Discrete and continuous structures represent the natural characteristics of a variable. These characteristics have a direct bearing on the level of measurement that can be applied. We now examine each level in greater detail.
Nominal
Measuring gender as female or male represents the most basic, simplest, or lowest level of measurement, which is called nominal. This level involves classifying observations into mutually exclusive categories. Nominal means “name”; therefore, at this level of measurement, numbers are used, in essence, to name attributes of a variable. This level merely names or labels attributes, and these attributes are not ordered in any particular way.
Variables at the nominal level are discrete.
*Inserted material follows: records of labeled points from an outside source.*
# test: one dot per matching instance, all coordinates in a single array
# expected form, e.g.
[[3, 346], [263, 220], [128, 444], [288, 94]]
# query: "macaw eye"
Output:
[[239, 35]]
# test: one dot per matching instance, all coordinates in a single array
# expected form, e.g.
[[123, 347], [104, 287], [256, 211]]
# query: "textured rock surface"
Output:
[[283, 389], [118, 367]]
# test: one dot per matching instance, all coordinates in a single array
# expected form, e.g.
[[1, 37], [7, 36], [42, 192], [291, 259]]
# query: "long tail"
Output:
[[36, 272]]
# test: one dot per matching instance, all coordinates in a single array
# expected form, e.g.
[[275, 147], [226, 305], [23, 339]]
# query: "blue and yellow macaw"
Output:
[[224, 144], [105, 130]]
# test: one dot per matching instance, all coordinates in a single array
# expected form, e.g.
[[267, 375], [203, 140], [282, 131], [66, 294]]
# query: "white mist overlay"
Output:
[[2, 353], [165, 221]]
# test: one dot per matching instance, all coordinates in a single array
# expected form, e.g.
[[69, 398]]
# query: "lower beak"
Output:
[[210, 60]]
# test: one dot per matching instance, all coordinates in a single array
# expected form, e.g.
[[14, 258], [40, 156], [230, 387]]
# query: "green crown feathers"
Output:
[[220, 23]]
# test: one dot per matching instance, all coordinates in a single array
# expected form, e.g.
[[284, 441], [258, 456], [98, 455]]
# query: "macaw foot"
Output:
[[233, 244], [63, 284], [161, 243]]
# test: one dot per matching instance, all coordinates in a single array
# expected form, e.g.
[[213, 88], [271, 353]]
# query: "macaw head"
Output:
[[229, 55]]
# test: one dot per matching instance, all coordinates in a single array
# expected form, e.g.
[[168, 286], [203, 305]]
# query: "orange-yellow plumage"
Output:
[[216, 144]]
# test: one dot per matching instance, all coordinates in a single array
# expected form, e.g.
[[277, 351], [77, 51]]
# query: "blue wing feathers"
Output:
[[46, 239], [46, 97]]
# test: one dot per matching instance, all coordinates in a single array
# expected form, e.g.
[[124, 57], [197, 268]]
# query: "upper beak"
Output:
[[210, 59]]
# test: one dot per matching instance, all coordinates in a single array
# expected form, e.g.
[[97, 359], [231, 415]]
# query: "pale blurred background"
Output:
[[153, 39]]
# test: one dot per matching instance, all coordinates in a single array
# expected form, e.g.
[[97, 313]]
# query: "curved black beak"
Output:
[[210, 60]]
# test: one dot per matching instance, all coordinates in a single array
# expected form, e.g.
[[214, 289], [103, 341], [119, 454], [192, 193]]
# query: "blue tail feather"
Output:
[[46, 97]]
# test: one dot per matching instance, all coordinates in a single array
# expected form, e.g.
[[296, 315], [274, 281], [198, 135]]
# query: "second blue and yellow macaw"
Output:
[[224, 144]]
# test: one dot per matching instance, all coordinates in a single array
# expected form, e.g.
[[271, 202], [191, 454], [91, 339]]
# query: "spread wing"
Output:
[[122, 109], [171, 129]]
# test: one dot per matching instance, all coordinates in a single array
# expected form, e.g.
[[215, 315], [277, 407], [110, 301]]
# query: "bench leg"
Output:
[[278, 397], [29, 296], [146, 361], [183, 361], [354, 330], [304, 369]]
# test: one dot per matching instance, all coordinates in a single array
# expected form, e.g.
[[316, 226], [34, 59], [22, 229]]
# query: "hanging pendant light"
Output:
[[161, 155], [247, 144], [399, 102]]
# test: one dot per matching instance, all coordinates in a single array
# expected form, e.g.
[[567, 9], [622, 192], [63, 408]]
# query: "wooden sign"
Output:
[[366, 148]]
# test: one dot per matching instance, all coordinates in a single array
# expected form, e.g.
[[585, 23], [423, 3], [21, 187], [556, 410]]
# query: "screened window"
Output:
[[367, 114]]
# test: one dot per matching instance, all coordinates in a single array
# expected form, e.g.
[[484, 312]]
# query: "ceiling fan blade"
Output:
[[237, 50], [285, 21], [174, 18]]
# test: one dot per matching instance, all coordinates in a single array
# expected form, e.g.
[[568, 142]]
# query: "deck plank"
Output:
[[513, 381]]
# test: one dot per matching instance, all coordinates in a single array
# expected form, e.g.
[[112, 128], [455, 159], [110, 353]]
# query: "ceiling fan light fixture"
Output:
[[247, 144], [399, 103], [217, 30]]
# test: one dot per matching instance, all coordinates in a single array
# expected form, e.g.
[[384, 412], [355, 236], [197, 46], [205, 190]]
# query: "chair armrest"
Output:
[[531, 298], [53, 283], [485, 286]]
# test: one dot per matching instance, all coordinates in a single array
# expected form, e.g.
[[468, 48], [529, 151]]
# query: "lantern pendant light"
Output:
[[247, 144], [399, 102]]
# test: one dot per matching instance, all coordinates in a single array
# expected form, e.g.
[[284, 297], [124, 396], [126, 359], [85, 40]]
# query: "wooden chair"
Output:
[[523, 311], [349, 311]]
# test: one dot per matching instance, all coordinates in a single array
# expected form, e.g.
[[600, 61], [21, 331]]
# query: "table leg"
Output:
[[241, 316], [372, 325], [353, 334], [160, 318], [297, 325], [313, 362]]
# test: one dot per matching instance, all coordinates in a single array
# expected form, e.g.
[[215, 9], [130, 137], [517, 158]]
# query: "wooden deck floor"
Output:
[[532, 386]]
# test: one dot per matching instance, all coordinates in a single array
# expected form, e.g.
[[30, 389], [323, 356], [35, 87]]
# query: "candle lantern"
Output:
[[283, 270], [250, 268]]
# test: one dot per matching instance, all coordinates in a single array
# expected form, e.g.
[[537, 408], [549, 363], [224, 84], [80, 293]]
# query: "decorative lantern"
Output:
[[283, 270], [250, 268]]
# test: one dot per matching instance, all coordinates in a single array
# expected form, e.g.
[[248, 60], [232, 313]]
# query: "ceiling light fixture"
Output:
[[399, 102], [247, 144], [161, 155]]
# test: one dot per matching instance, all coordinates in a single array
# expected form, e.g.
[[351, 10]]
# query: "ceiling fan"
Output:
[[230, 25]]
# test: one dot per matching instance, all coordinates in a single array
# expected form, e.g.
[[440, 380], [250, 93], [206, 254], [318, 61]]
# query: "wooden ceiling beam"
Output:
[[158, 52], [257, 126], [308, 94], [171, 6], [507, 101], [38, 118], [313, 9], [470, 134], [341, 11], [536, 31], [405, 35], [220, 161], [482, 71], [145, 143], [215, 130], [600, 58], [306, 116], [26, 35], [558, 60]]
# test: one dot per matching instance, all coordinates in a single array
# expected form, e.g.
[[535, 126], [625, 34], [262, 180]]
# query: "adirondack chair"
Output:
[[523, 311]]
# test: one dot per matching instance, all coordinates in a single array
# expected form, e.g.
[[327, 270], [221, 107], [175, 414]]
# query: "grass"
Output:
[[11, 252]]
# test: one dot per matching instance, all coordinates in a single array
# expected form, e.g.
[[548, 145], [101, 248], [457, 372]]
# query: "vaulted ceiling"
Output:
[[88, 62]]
For example, we may classify individuals according to their political or religious affiliation, gender, or ethnicity. In each of these examples, membership in one category excludes membership in another, but there is no order to the categories. One category is not higher or lower than another. Box 16-1 provides examples of mutually exclusive categories.
For data analysis, the researcher assigns a numerical value to each nominal category. For example, “male” may be assigned a value of 1, whereas “female” may be assigned a value of 2. The assignment of numbers is purely arbitrary, and no mathematical functions or assumptions of magnitude or ranking are implied or can be performed. Many survey analyses, conducted by telephone, mail, or face-to-face, use nominal level questions. The intent of these surveys is to describe the distribution of responses along these discrete categories. This level of measurement therefore is also referred to as “categorical” because the assignment of a nominal number denotes category membership.
Ordinal
The next level of measurement is ordinal. This level involves the ranking of phenomena. Ordinal means “order” and thus can be remembered as the numerical value that assigns an order to a set of observations. Variables that are discrete and conceptualized as having an inherent order at the theoretical level can be operationalized in a rank-order format. Variables operationalized at the ordinal level have the same properties as nominal categories in that each category is mutually exclusive of the other. In addition, ordinal measures have a fixed order so that the researcher can rank one category higher or lower than another.
The assignment of a numerical value is symbolic and arbitrary, as in the case of nominal variables, because the distance or spacing between each category is not numerically equivalent. However, the numbers imply magnitude; that is, one is greater than the other. Because there are no equal intervals between ordinal numbers, mathematical functions such as adding, subtracting, dividing, and multiplying cannot be performed. The researcher can merely state that one category is higher or lower, stronger or weaker, or greater or lesser.
Many scales useful to health and human service researchers are composed of variables measured at the ordinal level. For example, the concept of self-rated health is ranked from 1 = very poor to 5 = excellent. Although the numbers imply a state of being in which 5 is greater than 1, it is not possible to say how much greater the distance is between responses. Also, the difference in magnitude between 5 (excellent) to 4 (very good) may be perceived differently from person to person. Thus, you must be careful not to make any assumptions about the degree of difference between numerical values.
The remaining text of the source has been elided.